Обзор из окошка на мгновение перекрыло — это сверху бесшумно кто-то спрыгнул и двинулся навстречу юноше. Тогда глазам узника предстала тонкая, но сильная и гибкая фигура — то ли девушка, то ли молодая женщина. Её длинные серебряные волосы отсвечивали в лунном свете, а платье походило на тонкое кружево, сотканное из речных лилий — так оно мерцало и переливалось. На голове у девушки был венок из кувшинок, а второй такой же она надевала на светлые кудри Долбера.

— Русалка! — в отчаянии воскликнул Лён. — Заманила-таки!

Он помнил, что Долбер ещё в школе у Фифендры боялся один ходить к реке, потому что за ним неизменно охотились русалки. Он даже днём боялся, а тут полнолуние!

— Долбер, не слушай её! — крикнул Лён, что было сил, но звук не пробился сквозь решётку — он словно утёк в бревенчатые стены, растворился в земляном полу.

А русалка уже обнимала Долбера, она смеялась переливчатым серебристым смехом, от которого мурашки пошли по телу и хотелось вырваться на волю и бегать босиком по свежим ночным травам. Хотелось броситься в прохладную речную воду и веселиться там. Хотелось обнимать нежный девичий стан и целовать ласковые губы. Хотелось видеть себя в родных глазах, ощущать скольжение тонких пальцев по лицу. Кровь бурлила и будила желания. Ты слишком долго ждёшь чего-то, Лён! Ты нерешителен, ты скован, ты слишком привык оберегать себя! Тебя слишком повязало чувство долга, ты похож на старика! Ты просто дивоярец, Лён!

Он заметался по сырой темнице, не зная, что сделать, что предпринять. С одной стороны он дико завидовал Долберу, а с другой — так же дико боялся за него. Русалка же! Утопит парня!

А эти двое кружились по поляне и смеялись, и вместе с ними радостно смеялся лес. Потом внезапно сорвались с места и убежали, лишь удаляющийся серебристый смех русалки да баритон Долбера ещё некоторое время тревожили ночную тишину.

Лён упал на сырую землю и в отчаянии закрыл лицо руками. О, Жребий, Жребий, не дай погубить товарища!

Потом вдруг резко сел, потому что вспомнил: там, у развилки трёх дорог! Этот Камень! Ясно вспомнилась надпись, проявившаяся в нижней части. Она гласила: друга потеряешь.

Да что здесь за стены?! Не лимб же, в самом деле!

Бешено вскочив с места, Лён кинулся с мечом на стены, яростно кромсая их, но, не заметил, как оружие в его руке исчезло, и он колотит толстые дубовые брёвна просто кулаками.
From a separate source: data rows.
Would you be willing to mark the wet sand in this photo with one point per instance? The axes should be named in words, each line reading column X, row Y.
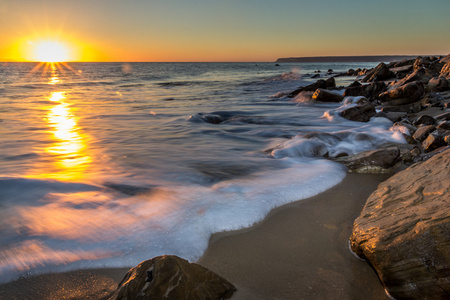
column 300, row 251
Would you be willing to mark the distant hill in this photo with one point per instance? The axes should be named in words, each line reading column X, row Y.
column 383, row 58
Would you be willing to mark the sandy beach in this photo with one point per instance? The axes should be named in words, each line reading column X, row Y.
column 300, row 251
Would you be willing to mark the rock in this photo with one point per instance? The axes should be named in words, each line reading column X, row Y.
column 445, row 71
column 170, row 277
column 446, row 59
column 371, row 90
column 404, row 231
column 404, row 63
column 374, row 161
column 425, row 120
column 319, row 84
column 394, row 116
column 423, row 132
column 381, row 72
column 418, row 75
column 327, row 96
column 444, row 116
column 438, row 84
column 444, row 125
column 404, row 128
column 407, row 108
column 354, row 83
column 405, row 94
column 421, row 62
column 401, row 72
column 360, row 113
column 432, row 142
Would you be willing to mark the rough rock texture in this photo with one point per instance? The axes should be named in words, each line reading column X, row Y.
column 327, row 96
column 373, row 161
column 170, row 277
column 438, row 84
column 419, row 75
column 423, row 131
column 445, row 71
column 369, row 90
column 319, row 84
column 404, row 231
column 360, row 113
column 405, row 94
column 381, row 72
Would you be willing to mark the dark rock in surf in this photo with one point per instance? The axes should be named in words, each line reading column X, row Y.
column 324, row 95
column 381, row 72
column 369, row 91
column 404, row 231
column 405, row 94
column 319, row 84
column 374, row 161
column 438, row 84
column 434, row 141
column 172, row 278
column 422, row 132
column 360, row 113
column 425, row 120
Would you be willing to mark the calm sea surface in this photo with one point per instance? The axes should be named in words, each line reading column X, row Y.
column 109, row 164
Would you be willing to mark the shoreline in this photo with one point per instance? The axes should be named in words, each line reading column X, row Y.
column 299, row 251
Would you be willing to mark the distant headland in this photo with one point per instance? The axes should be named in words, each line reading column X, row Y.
column 382, row 58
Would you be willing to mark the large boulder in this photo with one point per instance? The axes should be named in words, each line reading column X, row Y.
column 368, row 90
column 319, row 84
column 381, row 72
column 445, row 71
column 373, row 161
column 404, row 231
column 360, row 113
column 324, row 95
column 402, row 95
column 171, row 277
column 438, row 84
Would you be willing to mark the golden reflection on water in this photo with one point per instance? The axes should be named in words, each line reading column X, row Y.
column 68, row 147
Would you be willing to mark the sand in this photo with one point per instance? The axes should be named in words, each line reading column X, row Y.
column 300, row 251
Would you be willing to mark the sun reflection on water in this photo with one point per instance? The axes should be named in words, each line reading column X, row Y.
column 68, row 148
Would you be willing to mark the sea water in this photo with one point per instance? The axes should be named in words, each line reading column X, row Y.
column 110, row 164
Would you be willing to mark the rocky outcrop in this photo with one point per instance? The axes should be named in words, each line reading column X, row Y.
column 170, row 277
column 438, row 84
column 381, row 72
column 324, row 95
column 405, row 94
column 404, row 231
column 319, row 84
column 360, row 113
column 374, row 161
column 369, row 91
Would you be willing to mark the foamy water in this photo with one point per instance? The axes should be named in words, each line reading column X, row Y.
column 106, row 165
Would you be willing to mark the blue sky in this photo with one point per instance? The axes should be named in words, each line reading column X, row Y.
column 231, row 30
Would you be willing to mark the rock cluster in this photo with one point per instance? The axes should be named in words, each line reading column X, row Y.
column 404, row 231
column 171, row 277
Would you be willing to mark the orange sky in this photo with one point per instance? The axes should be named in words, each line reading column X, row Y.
column 232, row 30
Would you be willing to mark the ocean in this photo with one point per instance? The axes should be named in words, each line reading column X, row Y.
column 109, row 164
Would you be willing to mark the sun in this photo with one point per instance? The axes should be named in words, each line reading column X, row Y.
column 51, row 51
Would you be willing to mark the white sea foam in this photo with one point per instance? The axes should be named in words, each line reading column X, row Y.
column 88, row 229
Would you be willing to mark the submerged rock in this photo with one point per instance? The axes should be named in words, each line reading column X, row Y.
column 319, row 84
column 371, row 90
column 373, row 161
column 381, row 72
column 360, row 113
column 171, row 277
column 404, row 231
column 405, row 94
column 324, row 95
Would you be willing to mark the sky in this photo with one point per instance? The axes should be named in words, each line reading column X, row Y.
column 225, row 30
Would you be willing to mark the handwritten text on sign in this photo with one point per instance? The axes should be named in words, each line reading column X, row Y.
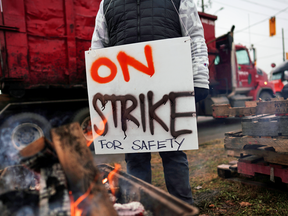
column 141, row 97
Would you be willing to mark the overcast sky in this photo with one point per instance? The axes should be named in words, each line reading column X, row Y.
column 256, row 14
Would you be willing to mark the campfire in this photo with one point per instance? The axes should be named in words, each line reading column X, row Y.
column 60, row 177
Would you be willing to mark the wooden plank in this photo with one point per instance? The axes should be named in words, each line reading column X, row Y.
column 225, row 110
column 82, row 175
column 237, row 143
column 269, row 125
column 263, row 107
column 271, row 157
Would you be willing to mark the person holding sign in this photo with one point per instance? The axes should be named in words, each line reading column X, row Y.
column 121, row 22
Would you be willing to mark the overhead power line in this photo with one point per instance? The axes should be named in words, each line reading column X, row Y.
column 265, row 20
column 242, row 9
column 266, row 6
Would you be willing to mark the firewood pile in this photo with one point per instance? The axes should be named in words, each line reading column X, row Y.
column 68, row 180
column 60, row 177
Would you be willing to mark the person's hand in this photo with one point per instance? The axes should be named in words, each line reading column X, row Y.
column 200, row 93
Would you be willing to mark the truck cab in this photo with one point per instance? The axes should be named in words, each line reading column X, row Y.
column 233, row 75
column 279, row 77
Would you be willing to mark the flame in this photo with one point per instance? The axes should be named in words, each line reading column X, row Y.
column 113, row 181
column 75, row 211
column 104, row 180
column 99, row 133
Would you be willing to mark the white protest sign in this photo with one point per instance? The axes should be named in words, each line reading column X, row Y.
column 141, row 97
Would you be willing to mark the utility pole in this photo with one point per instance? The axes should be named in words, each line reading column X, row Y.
column 203, row 6
column 284, row 55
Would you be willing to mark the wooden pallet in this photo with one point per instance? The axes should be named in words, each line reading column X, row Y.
column 277, row 106
column 272, row 149
column 265, row 125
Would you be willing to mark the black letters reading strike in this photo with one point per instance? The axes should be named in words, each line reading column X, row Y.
column 152, row 107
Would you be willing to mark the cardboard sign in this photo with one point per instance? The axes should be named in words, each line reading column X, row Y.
column 141, row 97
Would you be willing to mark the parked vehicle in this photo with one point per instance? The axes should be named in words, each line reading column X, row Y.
column 279, row 77
column 42, row 74
column 234, row 77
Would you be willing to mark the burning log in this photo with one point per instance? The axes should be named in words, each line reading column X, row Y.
column 83, row 178
column 71, row 184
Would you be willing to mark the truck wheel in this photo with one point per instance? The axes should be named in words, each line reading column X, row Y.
column 22, row 129
column 265, row 96
column 83, row 117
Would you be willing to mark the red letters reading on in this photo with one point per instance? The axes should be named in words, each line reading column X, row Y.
column 124, row 61
column 97, row 64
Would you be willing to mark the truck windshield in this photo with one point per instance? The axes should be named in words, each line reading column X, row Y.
column 276, row 76
column 242, row 57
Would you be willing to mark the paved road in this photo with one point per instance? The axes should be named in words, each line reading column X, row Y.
column 208, row 129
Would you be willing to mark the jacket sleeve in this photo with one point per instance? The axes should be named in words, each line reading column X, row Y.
column 100, row 37
column 192, row 26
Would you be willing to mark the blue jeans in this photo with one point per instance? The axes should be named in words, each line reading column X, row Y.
column 176, row 171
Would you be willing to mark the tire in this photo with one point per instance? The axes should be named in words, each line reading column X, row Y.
column 265, row 96
column 22, row 129
column 82, row 116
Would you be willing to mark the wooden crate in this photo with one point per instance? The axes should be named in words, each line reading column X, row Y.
column 265, row 125
column 272, row 149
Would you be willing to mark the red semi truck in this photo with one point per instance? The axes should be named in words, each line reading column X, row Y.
column 234, row 77
column 42, row 74
column 279, row 77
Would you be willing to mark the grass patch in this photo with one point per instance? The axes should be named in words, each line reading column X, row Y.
column 217, row 196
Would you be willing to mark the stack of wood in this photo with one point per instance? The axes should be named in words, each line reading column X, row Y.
column 70, row 182
column 264, row 130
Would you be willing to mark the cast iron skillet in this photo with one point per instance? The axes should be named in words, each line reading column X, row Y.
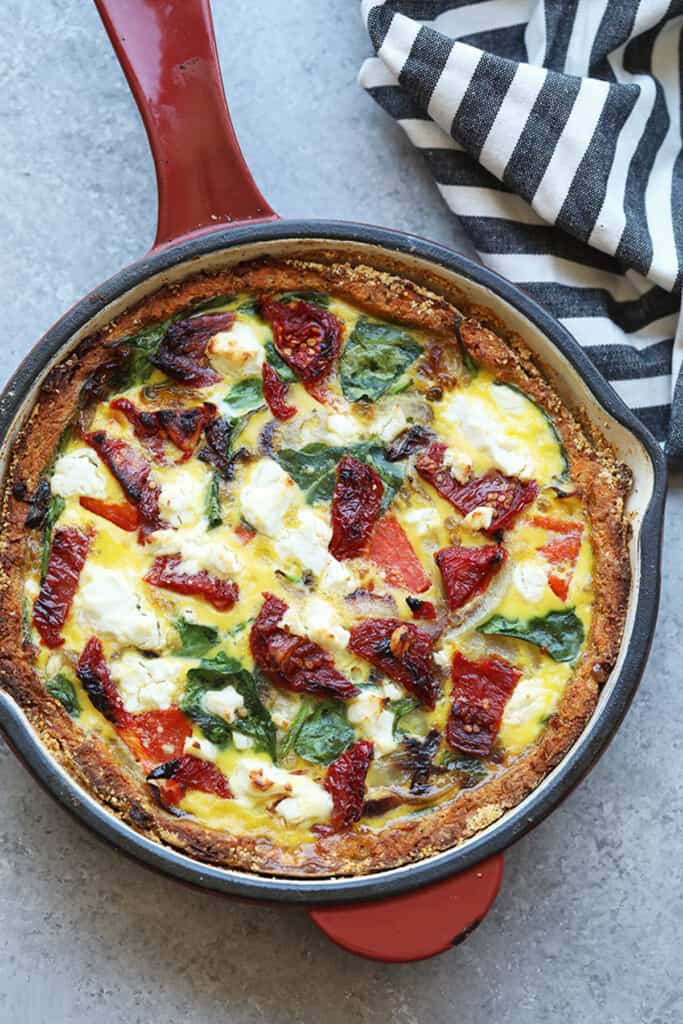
column 210, row 214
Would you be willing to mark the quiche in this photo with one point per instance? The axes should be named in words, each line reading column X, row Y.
column 307, row 569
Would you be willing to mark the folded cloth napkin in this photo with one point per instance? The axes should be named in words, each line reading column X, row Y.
column 553, row 131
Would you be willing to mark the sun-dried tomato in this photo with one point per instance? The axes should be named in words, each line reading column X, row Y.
column 182, row 351
column 133, row 473
column 307, row 337
column 68, row 555
column 390, row 549
column 274, row 392
column 94, row 674
column 467, row 571
column 480, row 691
column 345, row 781
column 181, row 426
column 401, row 651
column 506, row 495
column 122, row 514
column 187, row 772
column 355, row 506
column 293, row 662
column 421, row 609
column 166, row 572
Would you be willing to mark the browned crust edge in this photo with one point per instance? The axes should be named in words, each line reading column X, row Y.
column 108, row 772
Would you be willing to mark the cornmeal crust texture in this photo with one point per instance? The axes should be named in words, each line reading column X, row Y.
column 307, row 569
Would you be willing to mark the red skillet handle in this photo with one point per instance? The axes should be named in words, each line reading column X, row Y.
column 167, row 49
column 417, row 925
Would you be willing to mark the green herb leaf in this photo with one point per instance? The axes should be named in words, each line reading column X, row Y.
column 324, row 734
column 214, row 675
column 213, row 509
column 197, row 640
column 560, row 634
column 61, row 688
column 273, row 357
column 375, row 357
column 55, row 509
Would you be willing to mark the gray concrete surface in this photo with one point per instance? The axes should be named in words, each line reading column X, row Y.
column 588, row 925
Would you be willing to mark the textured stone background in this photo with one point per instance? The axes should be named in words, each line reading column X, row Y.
column 588, row 925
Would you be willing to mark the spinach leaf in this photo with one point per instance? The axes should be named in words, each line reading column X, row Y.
column 196, row 639
column 324, row 733
column 399, row 709
column 276, row 361
column 54, row 510
column 245, row 396
column 313, row 469
column 317, row 298
column 375, row 357
column 214, row 675
column 61, row 688
column 560, row 634
column 213, row 510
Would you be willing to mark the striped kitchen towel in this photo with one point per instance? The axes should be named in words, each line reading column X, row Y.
column 553, row 131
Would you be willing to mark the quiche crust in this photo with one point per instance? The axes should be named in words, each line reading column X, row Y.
column 107, row 771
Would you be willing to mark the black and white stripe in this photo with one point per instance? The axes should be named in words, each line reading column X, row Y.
column 553, row 131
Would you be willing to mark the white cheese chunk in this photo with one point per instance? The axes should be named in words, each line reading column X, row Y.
column 78, row 472
column 225, row 702
column 237, row 350
column 108, row 604
column 318, row 621
column 485, row 431
column 530, row 580
column 200, row 550
column 368, row 714
column 255, row 781
column 266, row 498
column 201, row 748
column 147, row 683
В темнице не было ни следа двери — непонятно, как он вообще попал сюда.

— Долбер! — закричал узник в окошко. — Долбер, не слушай её, уходи!

В ответ лишь нескончаемое пение невидимых ночных птиц — пели они где-то в стороне и своим пением заглушали его голос.

— С чего я взял, что Жребий сохраняет жизнь Спутнику? — горько спросил он сам себя. — Мне никто этого не обещал. Я лишь видел, как Долбер получил смертельное ранение, исчез, а потом снова появился — жив и здоров.

— Насколько я понимаю, ты действительно ошибся. — ответила Гранитэль. — Но, если я ничего не смогу сделать для тебя — я ограничена Жребием — то для твоего товарища вполне могу.

— Что ты можешь сделать? — припал губами к перстню Лён.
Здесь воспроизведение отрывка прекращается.